At times, businesses seem to forget that they exist solely because their customers made an active choice and decision to buy from them, and that this decision is constantly actively re-evaluated and depends on the collection of customer experiences in every single aspect of their engagement with the business whom they bought from. Your customer’s choice of you, and not of others, is not for granted and is not a given. As a business, you need to constantly deliver delightful customer experiences and, even more importantly, you need to make sure your customers can achieve their desired outcomes with your product or service. The moment you fail to accomplish this, you are going to be replaced.

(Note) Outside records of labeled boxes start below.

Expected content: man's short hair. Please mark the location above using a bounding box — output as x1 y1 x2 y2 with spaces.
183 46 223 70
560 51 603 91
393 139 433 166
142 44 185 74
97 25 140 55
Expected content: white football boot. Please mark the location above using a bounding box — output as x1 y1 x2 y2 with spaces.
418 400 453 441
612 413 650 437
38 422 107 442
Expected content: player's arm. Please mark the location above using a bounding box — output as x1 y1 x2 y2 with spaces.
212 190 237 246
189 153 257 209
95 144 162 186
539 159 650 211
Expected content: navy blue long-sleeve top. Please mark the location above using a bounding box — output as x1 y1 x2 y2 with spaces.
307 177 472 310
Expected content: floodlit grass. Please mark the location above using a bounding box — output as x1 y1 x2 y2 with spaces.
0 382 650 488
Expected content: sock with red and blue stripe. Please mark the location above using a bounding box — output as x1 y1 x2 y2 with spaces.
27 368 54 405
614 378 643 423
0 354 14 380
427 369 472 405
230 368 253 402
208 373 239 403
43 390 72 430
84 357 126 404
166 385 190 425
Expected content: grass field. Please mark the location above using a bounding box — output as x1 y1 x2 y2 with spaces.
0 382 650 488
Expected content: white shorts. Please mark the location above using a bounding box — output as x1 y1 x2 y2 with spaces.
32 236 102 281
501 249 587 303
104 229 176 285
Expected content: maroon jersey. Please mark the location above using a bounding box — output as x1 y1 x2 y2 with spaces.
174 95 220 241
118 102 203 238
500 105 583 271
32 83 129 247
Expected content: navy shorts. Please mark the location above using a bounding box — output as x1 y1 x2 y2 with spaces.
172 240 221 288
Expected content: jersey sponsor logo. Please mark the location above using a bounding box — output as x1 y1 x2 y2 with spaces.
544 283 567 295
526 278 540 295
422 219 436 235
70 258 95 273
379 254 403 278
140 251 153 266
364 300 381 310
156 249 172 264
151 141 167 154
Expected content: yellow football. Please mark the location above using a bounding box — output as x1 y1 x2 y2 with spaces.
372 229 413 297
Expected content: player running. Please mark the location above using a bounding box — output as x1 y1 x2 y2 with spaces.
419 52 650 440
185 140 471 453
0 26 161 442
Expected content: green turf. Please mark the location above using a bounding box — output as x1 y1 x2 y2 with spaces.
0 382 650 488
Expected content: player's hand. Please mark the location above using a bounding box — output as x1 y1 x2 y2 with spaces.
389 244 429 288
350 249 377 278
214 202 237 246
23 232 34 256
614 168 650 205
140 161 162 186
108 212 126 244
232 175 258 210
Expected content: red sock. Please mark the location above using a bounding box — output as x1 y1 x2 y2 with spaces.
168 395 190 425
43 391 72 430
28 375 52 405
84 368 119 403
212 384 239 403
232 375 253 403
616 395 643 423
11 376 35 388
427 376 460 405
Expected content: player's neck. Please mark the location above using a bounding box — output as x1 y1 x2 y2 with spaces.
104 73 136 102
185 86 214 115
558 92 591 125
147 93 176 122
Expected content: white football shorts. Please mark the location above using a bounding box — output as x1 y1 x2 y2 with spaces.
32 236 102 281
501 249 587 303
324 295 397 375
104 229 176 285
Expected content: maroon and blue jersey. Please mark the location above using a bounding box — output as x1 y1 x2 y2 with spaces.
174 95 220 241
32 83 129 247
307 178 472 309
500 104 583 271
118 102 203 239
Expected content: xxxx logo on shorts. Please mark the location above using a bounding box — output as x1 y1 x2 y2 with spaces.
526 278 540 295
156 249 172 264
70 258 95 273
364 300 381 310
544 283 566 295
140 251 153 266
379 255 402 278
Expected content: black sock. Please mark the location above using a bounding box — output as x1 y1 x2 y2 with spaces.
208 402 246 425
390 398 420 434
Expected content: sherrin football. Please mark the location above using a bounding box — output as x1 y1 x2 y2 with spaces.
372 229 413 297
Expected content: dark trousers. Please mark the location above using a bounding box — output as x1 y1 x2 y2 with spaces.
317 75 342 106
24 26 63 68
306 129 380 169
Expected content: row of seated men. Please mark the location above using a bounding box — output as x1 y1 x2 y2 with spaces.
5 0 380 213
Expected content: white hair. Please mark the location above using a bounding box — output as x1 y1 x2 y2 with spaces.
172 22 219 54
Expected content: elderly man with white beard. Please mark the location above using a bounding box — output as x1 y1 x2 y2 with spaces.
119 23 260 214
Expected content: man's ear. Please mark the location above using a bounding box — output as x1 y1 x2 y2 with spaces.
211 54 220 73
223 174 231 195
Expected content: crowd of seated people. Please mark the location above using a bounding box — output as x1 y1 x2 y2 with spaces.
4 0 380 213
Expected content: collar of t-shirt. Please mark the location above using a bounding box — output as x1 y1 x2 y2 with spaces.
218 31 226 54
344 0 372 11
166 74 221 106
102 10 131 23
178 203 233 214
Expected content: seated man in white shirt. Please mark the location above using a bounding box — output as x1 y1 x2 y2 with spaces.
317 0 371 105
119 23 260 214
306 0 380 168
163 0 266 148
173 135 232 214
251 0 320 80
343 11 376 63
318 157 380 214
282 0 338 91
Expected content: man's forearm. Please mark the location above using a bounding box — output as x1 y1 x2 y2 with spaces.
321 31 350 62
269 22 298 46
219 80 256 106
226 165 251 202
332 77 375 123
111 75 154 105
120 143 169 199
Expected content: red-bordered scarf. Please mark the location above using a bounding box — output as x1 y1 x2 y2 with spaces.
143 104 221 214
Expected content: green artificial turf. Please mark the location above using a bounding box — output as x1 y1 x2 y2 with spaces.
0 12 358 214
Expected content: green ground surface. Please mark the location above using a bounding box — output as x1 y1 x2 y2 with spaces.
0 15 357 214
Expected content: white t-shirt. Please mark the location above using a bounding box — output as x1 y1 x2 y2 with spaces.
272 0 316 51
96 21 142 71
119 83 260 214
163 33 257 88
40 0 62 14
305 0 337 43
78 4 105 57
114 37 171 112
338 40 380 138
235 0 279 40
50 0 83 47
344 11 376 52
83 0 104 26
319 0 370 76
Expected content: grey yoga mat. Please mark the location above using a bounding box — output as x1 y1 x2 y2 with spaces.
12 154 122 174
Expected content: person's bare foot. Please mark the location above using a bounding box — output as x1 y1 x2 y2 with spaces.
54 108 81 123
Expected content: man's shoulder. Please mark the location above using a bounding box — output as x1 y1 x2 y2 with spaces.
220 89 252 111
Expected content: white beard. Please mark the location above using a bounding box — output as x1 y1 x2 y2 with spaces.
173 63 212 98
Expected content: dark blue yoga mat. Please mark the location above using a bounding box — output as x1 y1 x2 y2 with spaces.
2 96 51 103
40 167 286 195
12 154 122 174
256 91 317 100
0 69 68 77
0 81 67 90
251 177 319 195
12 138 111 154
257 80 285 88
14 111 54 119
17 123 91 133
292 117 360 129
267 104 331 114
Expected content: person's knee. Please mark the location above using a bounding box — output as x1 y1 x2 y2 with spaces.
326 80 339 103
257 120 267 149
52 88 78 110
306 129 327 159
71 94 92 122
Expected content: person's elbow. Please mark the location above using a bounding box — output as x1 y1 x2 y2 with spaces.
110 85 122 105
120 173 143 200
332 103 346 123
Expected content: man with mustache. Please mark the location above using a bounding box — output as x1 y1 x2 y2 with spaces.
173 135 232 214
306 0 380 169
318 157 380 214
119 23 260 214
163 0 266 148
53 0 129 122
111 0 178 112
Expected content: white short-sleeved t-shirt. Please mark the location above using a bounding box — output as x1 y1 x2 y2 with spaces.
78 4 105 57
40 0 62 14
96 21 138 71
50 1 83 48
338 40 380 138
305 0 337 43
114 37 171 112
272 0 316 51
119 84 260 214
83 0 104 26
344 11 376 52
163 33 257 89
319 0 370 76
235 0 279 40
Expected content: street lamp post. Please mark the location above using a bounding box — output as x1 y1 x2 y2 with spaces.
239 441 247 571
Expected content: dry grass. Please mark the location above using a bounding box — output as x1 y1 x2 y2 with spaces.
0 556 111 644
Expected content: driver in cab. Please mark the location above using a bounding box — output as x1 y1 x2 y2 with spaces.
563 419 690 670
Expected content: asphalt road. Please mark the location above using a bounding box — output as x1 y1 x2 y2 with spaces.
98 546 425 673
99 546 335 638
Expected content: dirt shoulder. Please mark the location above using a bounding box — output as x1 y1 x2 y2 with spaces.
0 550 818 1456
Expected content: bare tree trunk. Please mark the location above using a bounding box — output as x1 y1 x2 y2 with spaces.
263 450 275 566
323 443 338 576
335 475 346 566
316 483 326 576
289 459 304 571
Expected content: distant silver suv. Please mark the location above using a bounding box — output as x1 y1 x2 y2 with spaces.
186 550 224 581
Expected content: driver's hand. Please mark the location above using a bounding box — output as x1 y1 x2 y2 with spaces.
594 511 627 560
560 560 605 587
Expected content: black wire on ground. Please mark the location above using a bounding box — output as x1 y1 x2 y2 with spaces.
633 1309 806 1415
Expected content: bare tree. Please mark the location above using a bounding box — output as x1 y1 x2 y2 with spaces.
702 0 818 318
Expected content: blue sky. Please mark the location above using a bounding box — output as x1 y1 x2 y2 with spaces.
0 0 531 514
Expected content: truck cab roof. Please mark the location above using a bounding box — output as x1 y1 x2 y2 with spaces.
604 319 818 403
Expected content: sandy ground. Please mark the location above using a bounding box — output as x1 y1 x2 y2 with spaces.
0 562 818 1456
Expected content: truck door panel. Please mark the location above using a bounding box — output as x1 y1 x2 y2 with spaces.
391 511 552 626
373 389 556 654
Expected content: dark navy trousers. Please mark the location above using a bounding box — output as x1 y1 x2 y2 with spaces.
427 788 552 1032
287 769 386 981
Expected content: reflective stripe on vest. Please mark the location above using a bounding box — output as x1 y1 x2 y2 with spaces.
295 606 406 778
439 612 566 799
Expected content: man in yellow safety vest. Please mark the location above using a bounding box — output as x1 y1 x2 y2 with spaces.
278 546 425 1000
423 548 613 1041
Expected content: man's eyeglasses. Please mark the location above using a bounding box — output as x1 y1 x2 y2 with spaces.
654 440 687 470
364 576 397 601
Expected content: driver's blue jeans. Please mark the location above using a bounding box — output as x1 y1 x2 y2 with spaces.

Now back to customer centricity. As a business, you need to ensure you are growing and this is most often observed through the the growth of your revenue, and in some cases your profitability metrics, depending on your stage of growth; then followed by a bunch of other KPIs and financial metrics. To achieve growth, you need to make decisions to drive the business forward, and these are combinations of product innovation, pricing model considerations, expanding your acquired customer base and adding new customers. The crucial moment is, how you make these decisions and what guides you in making them. This is, in my view, the key determining aspect and the main point of failure of how truly customer-centric you are. How many times, when making important business decisions, do you ask out loud ‘Is this a customer-centric decision?’

The balance here is difficult: on one side, you need to be mindful about sustaining your business and growing, and on the other side, you need to do it without compromising on the customer experience and their ultimate ‘well-being’ and benefit from being your customers. This is what sets the true customer champions apart from the mediocre, faceless businesses. This is where you create raving fans out of your customers. This is also where you can create the right environment for your customers to start leaving you.

The thing is, everyone tries to make the decisions they feel are the right ones, and, as I said above, nobody (or very few) makes intentional decisions that would harm their customers. But companies sometimes use ‘customer-centricity’ in a way that appears almost as if they are trying to make themselves feel better about some of the choices they have decided to make, not really considering the actual impact on customers from those choices. This has nothing to do with being customer-centric, but it diminishes its meaning for the ones that actually put a lot of effort in being it.

One of the often neglected but very important aspects of customer centricity is actually having customer empathy as a business, and what I mean by that is having the ability to truly understand the customer perspective and their experiences, good and bad, with what you are here to offer to them. In practice, this is beyond looking at the data. This is about actually being able to imagine and ‘re-live’ things from the customer’s position and understand where you delight and where you lack – what are the real pains and needs. Your customers’ real pains and needs might not always align with what you think is good for them and what you think they will need – and it takes humility to realize, admit and course-correct that.

I don’t see anything wrong with a company saying ‘We are here for our customers. We have identified things we believe we do really well and customers like. We have also identified things we are lacking and we know these create pains for our customers. We are committing to solving those pains.’ This speaks customer centricity way more humanly and honestly compared to saying the rather easy, often faceless, borderline egocentric and very bold: ‘We are very customer-centric‘. Let’s reserve this title only for the ones that truly deserve it.